Но Скальп пронюхал. И вечером, вернувшись с работы, увидел Сема свою посылку на нарах «бугра». Все было съедено. Все дочиста. Рядом с разъяренным бугром нахальная морда Скальпа ухмылялась. В глазах у Гири потемнело. Он кинулся на Скальпа, хотел горло ему перегрызть. Но куда там? Весь барак за Скальпа вступился. Накинулся на Гирю. Кенты знали куда бить. Кулаки, ноги их — в желудок больной влипали. Били до искр, до жуткой боли, до потемнения в глазах. До тошноты. До крови, которой стало рвать Гирю, но и тогда кенты не остановились. Куда там? Ведь он «закон» нарушил. «Закон»! По которому он должен был принести посылку бугру и тот бы сам поделил. По своему усмотрению. Что-то бы и Гире осталось. Не без того. Что осталось бы — неважно. Это забота и дело бугра.
Но Гиря нарушил этот закон. И Скальп об этом донес. Он тоже бил. Ногами. Орал. Плевал в лицо ему — Гире. Семен вздрагивает. Три ночи он лежал без сознания. Три ночи желудок не давал опомниться и встать на ноги. Не помнит, как он оказался в больнице. Кто его сюда принес. Желудочное кровоизлияние не скоро удалось остановить. Лишь через два месяца встал на ноги. Встал, но Скальпа в лагере взяли под защиту кенты, а Сему судили. По доносу и свидетельским показаниям все того же Скальпа. И, добавив срок, отправили на Камчатку!

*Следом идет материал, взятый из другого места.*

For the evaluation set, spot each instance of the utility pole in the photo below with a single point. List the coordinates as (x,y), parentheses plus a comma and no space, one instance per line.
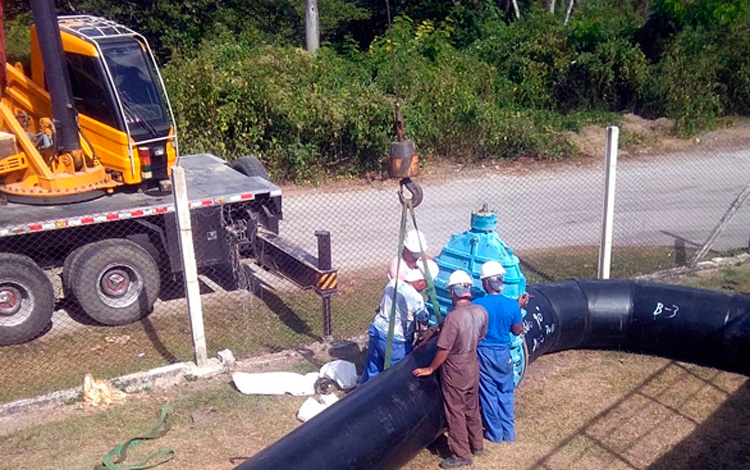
(312,30)
(515,8)
(570,10)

— Эх-эх, ну попадись же ты мне! Я всю твою требуху на нитку вымотаю. И глаза выжгу. Гвоздями раскаленными вытеку! За все! За плевки, за стукачество, за то, что чуть не сдох. За то, что всех кентов натравил. За то, что ты, падла, на жизнь мою руку протянул! Я тебя все вспомню, и за эти десять лет! За каждый день, за час! За муки! За боль свою. За отнятые годы — жизнь поганую твою своими руками у тебя вырву из глотки!

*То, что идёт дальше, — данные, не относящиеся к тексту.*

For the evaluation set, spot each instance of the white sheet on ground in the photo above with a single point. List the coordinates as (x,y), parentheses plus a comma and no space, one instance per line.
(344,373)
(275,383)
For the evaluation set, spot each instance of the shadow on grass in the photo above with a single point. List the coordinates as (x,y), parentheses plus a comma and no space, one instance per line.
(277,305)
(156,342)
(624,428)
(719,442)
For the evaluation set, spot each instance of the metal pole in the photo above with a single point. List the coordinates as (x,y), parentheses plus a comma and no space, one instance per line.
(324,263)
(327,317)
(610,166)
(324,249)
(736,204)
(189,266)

Он долго сидел в ту ночь у стола. Отдохнувшие плечи его снова тяжесть придавила. Тяжесть прошлого, тяжесть воспоминаний. Он долго не мог уснуть. А только сон коснулся его глаз, кто-то за плечо тронул:
— Вставай, сынок!
Гиря со сна не понял. Кто его зовет? Кто? Кому это он сынок? Где он? И, вскочив с койки, смотрел ошалело на старушку, стоявшую перед ним. И с трудом все вспомнил.
— Поешь, сынок, — вышла старушка на кухню. И добавила: —На работу тебя пришла разбудить. Вставай.
— А сколько время теперь? — продирал глаза Гиря.
— Семь часов.
Семен подскочил к умывальнику. Плеснул в лицо воды. И только хотел рубаху натянуть, старушка подошла. Остановила.
— Чистое надень. На вот. Подойти должно.
— Чье это?
— Сына моего. Он последним погиб. В войну. Берегла, как память. А она только болит от того сильнее. Носи ты. Пусть тебе на здоровье будет. Носи, у меня все дети хорошие были. Все трое, — отвернулась старушка.